Scientists have finally discovered why we don’t remember being babies

Why don't we have a memory of being babies?

Scientists have finally discovered why we don't remember being babies

A new study shows that microglial cells function as memory managers, obsessively erasing our earliest memories to make room for new ones. It’s not a defect, it’s a characteristic: they function as “file organizers” in our brain.

Try to remember your first birthday party. You’ll probably be able to conjure up a vague image based on a photo your parents have shown you thousands of times. This mental image is very probably false.

The truth is that most people barely remember anything before 3 years of age. It’s a phenomenon called childhood amnesiaand is considered one of the great paradoxes of the human being.

We spend our first few years absorbing information like sponges, but our brains seem determined to Press the “delete” button on almost everything.

For a long time, neuroscientists treated this forgetting as a cognitive failure or a simple lack of brain maturity.

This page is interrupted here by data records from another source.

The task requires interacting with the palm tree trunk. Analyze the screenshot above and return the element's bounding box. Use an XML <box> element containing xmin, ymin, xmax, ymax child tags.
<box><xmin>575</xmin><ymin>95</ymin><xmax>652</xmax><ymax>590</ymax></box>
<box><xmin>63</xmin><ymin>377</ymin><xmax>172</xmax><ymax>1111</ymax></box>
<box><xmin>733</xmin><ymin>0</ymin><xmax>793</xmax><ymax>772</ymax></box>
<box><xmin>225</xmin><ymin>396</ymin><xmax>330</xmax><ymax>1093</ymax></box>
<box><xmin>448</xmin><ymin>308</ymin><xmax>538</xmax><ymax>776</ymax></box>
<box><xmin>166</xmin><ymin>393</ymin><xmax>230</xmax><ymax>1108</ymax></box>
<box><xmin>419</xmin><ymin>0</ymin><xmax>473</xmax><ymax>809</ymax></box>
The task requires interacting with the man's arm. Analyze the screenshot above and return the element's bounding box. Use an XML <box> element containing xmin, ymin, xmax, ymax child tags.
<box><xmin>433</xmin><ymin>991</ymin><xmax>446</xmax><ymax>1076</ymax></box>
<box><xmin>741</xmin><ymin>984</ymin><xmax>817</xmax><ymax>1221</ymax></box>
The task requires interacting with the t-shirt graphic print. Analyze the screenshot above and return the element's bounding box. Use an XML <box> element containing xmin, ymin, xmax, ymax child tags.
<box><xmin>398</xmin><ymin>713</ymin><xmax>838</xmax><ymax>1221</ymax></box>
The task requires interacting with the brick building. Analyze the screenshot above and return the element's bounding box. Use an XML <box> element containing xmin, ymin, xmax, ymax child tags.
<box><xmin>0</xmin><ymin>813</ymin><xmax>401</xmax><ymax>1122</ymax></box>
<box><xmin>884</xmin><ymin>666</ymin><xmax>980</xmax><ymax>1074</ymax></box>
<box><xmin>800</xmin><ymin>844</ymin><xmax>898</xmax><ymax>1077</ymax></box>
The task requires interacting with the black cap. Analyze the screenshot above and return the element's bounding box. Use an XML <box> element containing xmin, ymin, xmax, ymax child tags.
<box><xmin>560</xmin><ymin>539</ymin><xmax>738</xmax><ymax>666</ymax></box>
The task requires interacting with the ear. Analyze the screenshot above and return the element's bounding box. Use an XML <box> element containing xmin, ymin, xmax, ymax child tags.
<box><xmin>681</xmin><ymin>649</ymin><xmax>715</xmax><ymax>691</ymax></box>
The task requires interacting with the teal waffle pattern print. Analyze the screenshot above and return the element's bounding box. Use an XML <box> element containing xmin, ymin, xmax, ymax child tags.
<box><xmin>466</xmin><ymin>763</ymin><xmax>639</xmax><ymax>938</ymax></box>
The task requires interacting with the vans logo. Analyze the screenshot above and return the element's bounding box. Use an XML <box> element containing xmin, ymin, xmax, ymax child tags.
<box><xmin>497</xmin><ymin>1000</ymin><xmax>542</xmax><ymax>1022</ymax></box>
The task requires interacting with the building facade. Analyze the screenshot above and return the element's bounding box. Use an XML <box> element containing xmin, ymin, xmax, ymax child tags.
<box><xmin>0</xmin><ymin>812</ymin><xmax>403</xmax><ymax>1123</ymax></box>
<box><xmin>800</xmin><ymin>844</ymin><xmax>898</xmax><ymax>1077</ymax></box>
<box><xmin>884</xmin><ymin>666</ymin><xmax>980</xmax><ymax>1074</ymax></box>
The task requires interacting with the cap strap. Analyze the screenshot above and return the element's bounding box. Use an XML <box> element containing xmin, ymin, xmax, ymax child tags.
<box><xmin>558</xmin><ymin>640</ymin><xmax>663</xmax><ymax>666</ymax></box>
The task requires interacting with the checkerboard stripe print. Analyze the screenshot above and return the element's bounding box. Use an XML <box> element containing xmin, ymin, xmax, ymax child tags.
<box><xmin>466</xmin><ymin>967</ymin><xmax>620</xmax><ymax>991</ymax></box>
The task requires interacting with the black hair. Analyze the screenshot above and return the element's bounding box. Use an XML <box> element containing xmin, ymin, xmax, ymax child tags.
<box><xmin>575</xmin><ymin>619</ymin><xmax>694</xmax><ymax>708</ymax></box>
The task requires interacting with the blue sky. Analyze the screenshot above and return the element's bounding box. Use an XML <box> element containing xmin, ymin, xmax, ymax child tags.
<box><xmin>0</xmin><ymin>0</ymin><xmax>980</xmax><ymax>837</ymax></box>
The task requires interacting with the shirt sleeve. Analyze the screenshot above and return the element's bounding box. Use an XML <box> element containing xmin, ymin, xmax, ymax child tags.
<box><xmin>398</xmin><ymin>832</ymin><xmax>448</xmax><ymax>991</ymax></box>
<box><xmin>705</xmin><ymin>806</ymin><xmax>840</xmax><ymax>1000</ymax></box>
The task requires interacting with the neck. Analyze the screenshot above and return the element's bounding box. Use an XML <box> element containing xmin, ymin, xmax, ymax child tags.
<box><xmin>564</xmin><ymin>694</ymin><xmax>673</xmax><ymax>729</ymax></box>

But a new study suggests that childhood amnesia is actually a feature and not a defect — and is being managed by an unexpected team of “cellular caregivers”.

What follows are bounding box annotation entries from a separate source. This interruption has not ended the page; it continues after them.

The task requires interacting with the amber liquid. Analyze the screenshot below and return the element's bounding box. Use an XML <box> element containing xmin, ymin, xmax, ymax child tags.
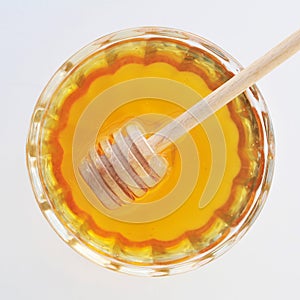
<box><xmin>41</xmin><ymin>39</ymin><xmax>264</xmax><ymax>265</ymax></box>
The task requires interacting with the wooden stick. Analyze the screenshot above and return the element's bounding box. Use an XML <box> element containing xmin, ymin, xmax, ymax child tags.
<box><xmin>148</xmin><ymin>30</ymin><xmax>300</xmax><ymax>152</ymax></box>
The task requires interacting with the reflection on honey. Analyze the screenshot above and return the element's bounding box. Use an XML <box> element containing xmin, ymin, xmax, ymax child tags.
<box><xmin>41</xmin><ymin>38</ymin><xmax>264</xmax><ymax>264</ymax></box>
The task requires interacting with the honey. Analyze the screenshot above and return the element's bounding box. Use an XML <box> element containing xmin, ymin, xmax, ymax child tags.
<box><xmin>28</xmin><ymin>27</ymin><xmax>274</xmax><ymax>274</ymax></box>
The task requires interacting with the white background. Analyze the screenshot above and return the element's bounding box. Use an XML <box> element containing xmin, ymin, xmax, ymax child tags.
<box><xmin>0</xmin><ymin>0</ymin><xmax>300</xmax><ymax>300</ymax></box>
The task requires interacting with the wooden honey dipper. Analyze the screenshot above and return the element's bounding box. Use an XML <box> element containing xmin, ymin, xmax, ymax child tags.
<box><xmin>79</xmin><ymin>30</ymin><xmax>300</xmax><ymax>209</ymax></box>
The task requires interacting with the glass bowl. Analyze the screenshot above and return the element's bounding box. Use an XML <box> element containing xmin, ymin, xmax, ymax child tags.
<box><xmin>26</xmin><ymin>27</ymin><xmax>274</xmax><ymax>276</ymax></box>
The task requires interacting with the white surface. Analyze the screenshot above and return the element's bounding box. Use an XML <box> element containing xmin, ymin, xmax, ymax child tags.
<box><xmin>0</xmin><ymin>0</ymin><xmax>300</xmax><ymax>300</ymax></box>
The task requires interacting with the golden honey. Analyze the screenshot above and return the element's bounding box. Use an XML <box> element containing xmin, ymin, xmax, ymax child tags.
<box><xmin>28</xmin><ymin>28</ymin><xmax>274</xmax><ymax>274</ymax></box>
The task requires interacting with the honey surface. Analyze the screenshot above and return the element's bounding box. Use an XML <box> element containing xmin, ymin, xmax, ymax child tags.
<box><xmin>42</xmin><ymin>39</ymin><xmax>263</xmax><ymax>263</ymax></box>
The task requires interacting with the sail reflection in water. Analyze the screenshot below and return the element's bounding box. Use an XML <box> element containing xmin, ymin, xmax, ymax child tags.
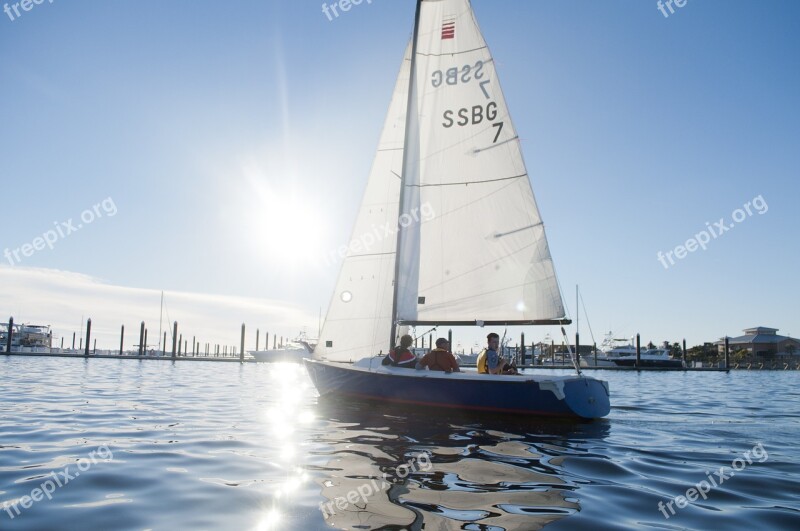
<box><xmin>314</xmin><ymin>402</ymin><xmax>608</xmax><ymax>530</ymax></box>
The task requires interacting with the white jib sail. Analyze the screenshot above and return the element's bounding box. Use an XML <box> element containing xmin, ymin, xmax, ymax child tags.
<box><xmin>314</xmin><ymin>44</ymin><xmax>411</xmax><ymax>361</ymax></box>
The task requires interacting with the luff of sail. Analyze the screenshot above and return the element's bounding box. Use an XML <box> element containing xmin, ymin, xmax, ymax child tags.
<box><xmin>314</xmin><ymin>44</ymin><xmax>411</xmax><ymax>361</ymax></box>
<box><xmin>397</xmin><ymin>0</ymin><xmax>564</xmax><ymax>324</ymax></box>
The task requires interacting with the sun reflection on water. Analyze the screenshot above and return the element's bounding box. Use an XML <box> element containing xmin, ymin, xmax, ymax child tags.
<box><xmin>254</xmin><ymin>363</ymin><xmax>315</xmax><ymax>531</ymax></box>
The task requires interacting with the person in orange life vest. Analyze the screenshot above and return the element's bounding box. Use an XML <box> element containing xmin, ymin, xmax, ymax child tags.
<box><xmin>417</xmin><ymin>337</ymin><xmax>461</xmax><ymax>372</ymax></box>
<box><xmin>381</xmin><ymin>334</ymin><xmax>417</xmax><ymax>369</ymax></box>
<box><xmin>478</xmin><ymin>332</ymin><xmax>517</xmax><ymax>374</ymax></box>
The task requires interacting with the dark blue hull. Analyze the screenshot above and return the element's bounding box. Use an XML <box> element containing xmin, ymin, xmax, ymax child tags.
<box><xmin>305</xmin><ymin>360</ymin><xmax>610</xmax><ymax>419</ymax></box>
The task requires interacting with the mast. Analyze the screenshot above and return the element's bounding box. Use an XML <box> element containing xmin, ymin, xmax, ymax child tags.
<box><xmin>389</xmin><ymin>0</ymin><xmax>422</xmax><ymax>348</ymax></box>
<box><xmin>158</xmin><ymin>291</ymin><xmax>164</xmax><ymax>354</ymax></box>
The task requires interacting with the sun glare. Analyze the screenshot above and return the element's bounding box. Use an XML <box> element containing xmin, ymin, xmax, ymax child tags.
<box><xmin>244</xmin><ymin>163</ymin><xmax>326</xmax><ymax>271</ymax></box>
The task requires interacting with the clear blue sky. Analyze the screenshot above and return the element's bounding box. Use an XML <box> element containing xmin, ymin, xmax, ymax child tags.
<box><xmin>0</xmin><ymin>0</ymin><xmax>800</xmax><ymax>350</ymax></box>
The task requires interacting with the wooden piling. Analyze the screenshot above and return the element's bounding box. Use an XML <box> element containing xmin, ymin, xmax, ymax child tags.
<box><xmin>6</xmin><ymin>317</ymin><xmax>14</xmax><ymax>355</ymax></box>
<box><xmin>139</xmin><ymin>321</ymin><xmax>144</xmax><ymax>356</ymax></box>
<box><xmin>636</xmin><ymin>334</ymin><xmax>642</xmax><ymax>369</ymax></box>
<box><xmin>172</xmin><ymin>321</ymin><xmax>178</xmax><ymax>359</ymax></box>
<box><xmin>83</xmin><ymin>319</ymin><xmax>92</xmax><ymax>357</ymax></box>
<box><xmin>725</xmin><ymin>335</ymin><xmax>732</xmax><ymax>369</ymax></box>
<box><xmin>239</xmin><ymin>323</ymin><xmax>244</xmax><ymax>361</ymax></box>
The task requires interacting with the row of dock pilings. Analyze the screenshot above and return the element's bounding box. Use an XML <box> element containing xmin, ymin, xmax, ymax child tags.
<box><xmin>0</xmin><ymin>317</ymin><xmax>284</xmax><ymax>361</ymax></box>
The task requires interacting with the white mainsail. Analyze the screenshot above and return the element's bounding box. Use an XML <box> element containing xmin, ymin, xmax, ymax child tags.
<box><xmin>315</xmin><ymin>0</ymin><xmax>564</xmax><ymax>361</ymax></box>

The results of the study, published Tuesday in the journal PLOS Biologyshow that the microglial cellsimmune cells from the neuralgic tissue of the central nervous system, may be actively erasing our first memories.

Memory managers

We typically think of the immune system as our body’s defense force, hunting pathogens and eliminating waste. But in the brain, the immune cells have an everyday function which is much more similar to the computer systems management.

Microglial cells are specialized macrophages which represent about 10 to 15% of the cells found in the brain. During rapid early childhood development, are busy pruning synapses — the connections between neurons — to refine brain circuits, explains .

In the new study, a team of researchers from Trinity College Dublin wanted to know whether this “pruning” process was responsible for the loss of first memories. They worked with baby mice that, like humans, forget their scary experiences they learned as babies.

The team, led by Erika Stewart e Thomas Ryantrained 17-day-old mice to associate a specific box with a slight shock legs.

Under normal conditions, these mice would forget this experience scary when they reach the 25 days old. Essentially, they would leave the memory behind as they grow up.

But when researchers gave mice minocyclinean antibiotic that inhibits the activity of microglia, something remarkable happened. The mice have not lost their memories.

Even eight days later, a lifetime in a mouse’s childhood, the mice treated they were paralyzed with fear when placed back in the box. By telling the immune system to take a break, researchers had effectively stopped childhood amnesia.

Luminous traces of the past

To prove that the memories were still physically there, the team used a technique called genetic “marking” to make the specific neurons that hold the memory — known as “engramas” — glow with a fluorescent protein (EYFP).

The technique allowed them literally see the memory trail in the brain. In mice with active microglia (those that forgot), memory engrams were less active during recall. But in mice treated with the inhibitor, the memory engrams in the amygdala lit up with activity.

The memory files had not been corrupted; they had just been protected crusher.

When the researchers looked more closely at the cellular level, they saw that inhibiting microglia changed the way these immune cells interacted with memory neurons. In treated mice, there were fewer points of contact between microglia and engram cells. Essentially, by keeping the “memory managers” at bay, the memory was preserved.

“Microglia, the resident immune cells of the central nervous system, can be considered the ‘memory managers in the brain“, explains Erika Stewart in a statement published on .

“Our paper highlights its role specifically in childhood amnesia and indicates that there may be common mechanisms between childhood amnesia and other forms of forgetfulness — both in everyday life and in illness”, adds the first author of the study.

A feature, not a defect

Why would evolution design a brain that erases its own data? Tomás Rya, suggests that forgetting is a crucial part the way we learn.

“Childhood amnesia is possibly the most ubiquitous form of memory loss in the human population,” notes Ryan. “Most of us don’t remember anything from the first few years of our lives, despite having so many new experiences during these formative years.. This is a neglected topic in memory research, precisely because we all accept it as a fact of life.”

“But What if those memories are still present in the brain? Increasingly, the field of memory views forgetting as a ‘feature’ of the brain rather than a ‘defect,’” adds the study’s lead author.

“It seems that the brain is archiving neural units which store memory, engrams, for later use. Microglia appear to be functioning in the brain to help organize the way engrams are stored and expressed throughout life,” concludes Ryan.

The implications here are huge. If we can chemically switch the ability to access early memories in mice, we are one step closer to understanding how memory persistence works in humans.

For now, if you can’t remember your second birthday, don’t worry. It just means that your microglia were doing their jobdiligently sculpting your brain to be ready for the world.